The patient initially improved, but on hospital day 4, he began complaining of chest pain and reduced neck range of motion, with exam notable for tachycardia and blanching erythema on his chest. His white blood cell count had increased over the preceding days from 24,000 to 44,000/microL. A repeat CT of the chest with IV contrast demonstrated bilateral pleural effusions and pericardial effusion, both of which are known complications of mediastinitis. The patient was then taken to the operating room by thoracic surgery, who placed bilateral thoracostomy tubes and a mediastinal Jackson–Pratt drain, with extensive purulent material drained. Transcervical drainage and washout of recurrent retropharyngeal abscess was performed during the same operative period by otolaryngology. Ultimately, operative management required multiple washouts of the retropharyngeal abscess cavity, multiple right thoracotomy washouts, and a pericardial window.
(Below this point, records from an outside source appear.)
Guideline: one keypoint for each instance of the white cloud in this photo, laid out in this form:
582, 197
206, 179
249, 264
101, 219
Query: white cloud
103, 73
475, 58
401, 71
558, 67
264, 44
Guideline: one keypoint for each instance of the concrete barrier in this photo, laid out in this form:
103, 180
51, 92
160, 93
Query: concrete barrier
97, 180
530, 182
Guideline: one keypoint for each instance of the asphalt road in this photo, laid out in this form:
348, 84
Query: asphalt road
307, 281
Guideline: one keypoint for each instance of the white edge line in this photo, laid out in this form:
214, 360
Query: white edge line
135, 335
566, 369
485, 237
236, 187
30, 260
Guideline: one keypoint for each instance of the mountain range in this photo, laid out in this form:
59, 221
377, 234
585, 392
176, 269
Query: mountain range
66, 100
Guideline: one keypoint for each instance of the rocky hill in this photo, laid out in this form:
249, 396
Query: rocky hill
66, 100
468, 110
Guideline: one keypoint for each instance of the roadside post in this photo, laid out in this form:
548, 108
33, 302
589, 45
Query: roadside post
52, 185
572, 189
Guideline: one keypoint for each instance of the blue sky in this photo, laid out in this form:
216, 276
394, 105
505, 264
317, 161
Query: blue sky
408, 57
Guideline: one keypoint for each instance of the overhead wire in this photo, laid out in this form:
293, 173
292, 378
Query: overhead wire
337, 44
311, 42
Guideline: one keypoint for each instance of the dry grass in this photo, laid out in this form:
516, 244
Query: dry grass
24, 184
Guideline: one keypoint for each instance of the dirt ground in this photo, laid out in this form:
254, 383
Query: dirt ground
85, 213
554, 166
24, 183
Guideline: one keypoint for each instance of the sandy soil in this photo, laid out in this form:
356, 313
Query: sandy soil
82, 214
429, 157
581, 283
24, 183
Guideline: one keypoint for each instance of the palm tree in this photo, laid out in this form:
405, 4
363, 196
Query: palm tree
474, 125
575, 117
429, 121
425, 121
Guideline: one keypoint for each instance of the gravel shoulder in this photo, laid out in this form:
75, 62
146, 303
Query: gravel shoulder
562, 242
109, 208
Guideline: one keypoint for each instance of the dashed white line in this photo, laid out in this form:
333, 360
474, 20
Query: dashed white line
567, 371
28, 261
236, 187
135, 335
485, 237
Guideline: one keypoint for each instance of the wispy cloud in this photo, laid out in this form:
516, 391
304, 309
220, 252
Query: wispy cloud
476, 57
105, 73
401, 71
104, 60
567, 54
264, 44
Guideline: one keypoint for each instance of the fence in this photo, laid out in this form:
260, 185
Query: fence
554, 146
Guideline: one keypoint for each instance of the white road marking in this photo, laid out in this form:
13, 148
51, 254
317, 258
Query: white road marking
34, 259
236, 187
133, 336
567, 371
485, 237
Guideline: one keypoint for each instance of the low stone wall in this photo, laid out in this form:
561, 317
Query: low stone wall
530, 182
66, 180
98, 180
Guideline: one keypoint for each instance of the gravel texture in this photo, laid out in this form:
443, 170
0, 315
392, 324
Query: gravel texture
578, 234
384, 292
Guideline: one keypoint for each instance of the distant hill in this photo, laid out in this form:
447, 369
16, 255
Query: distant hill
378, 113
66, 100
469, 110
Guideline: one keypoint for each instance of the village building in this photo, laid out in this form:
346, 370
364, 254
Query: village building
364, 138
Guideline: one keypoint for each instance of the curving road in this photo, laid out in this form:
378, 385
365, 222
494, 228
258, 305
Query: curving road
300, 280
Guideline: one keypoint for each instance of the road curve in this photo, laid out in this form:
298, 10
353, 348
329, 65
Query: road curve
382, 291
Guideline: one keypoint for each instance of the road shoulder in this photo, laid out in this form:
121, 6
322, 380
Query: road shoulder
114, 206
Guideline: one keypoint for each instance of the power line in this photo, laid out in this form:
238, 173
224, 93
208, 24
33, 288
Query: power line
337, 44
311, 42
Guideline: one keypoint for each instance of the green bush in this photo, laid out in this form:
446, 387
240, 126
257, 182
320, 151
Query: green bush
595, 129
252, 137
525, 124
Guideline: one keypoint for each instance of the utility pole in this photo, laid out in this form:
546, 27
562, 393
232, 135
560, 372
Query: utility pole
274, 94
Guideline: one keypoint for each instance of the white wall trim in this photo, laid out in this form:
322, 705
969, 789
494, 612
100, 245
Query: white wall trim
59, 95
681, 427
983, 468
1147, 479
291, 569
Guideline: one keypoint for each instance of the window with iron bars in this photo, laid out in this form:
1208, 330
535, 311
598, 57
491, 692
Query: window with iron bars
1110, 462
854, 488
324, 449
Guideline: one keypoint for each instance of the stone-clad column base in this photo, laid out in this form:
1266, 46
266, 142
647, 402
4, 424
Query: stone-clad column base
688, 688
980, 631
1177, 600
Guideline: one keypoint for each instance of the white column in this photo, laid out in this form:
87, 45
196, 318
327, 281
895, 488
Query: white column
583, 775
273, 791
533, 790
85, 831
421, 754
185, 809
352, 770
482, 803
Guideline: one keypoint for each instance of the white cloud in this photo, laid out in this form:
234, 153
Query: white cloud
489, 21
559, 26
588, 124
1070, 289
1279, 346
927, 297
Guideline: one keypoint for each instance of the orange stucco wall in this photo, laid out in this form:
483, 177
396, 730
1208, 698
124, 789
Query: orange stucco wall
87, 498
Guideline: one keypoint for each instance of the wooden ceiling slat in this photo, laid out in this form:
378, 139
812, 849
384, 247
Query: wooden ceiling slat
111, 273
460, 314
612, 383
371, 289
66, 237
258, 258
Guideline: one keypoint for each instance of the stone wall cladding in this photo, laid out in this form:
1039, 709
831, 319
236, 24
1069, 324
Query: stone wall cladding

The patient received twice daily washouts for 5 days. By hospital day 14, the thoracostomy tubes and Jackson–Pratt drain were removed. He was further evaluated by dentistry who noted heavy accumulation of plaque and poor dental hygiene with gingivitis but did not identify any intervenable oral pathology or clear nidus of odontogenic infection.

The patient was transitioned to oral antibiotics and discharged on hospital day 17 with amoxicillin/clavulanate 875 mg twice daily for 15 days postoperatively, as recommended by infectious disease, with follow-up arranged for primary care, dentistry, otolaryngology, and thoracic surgery.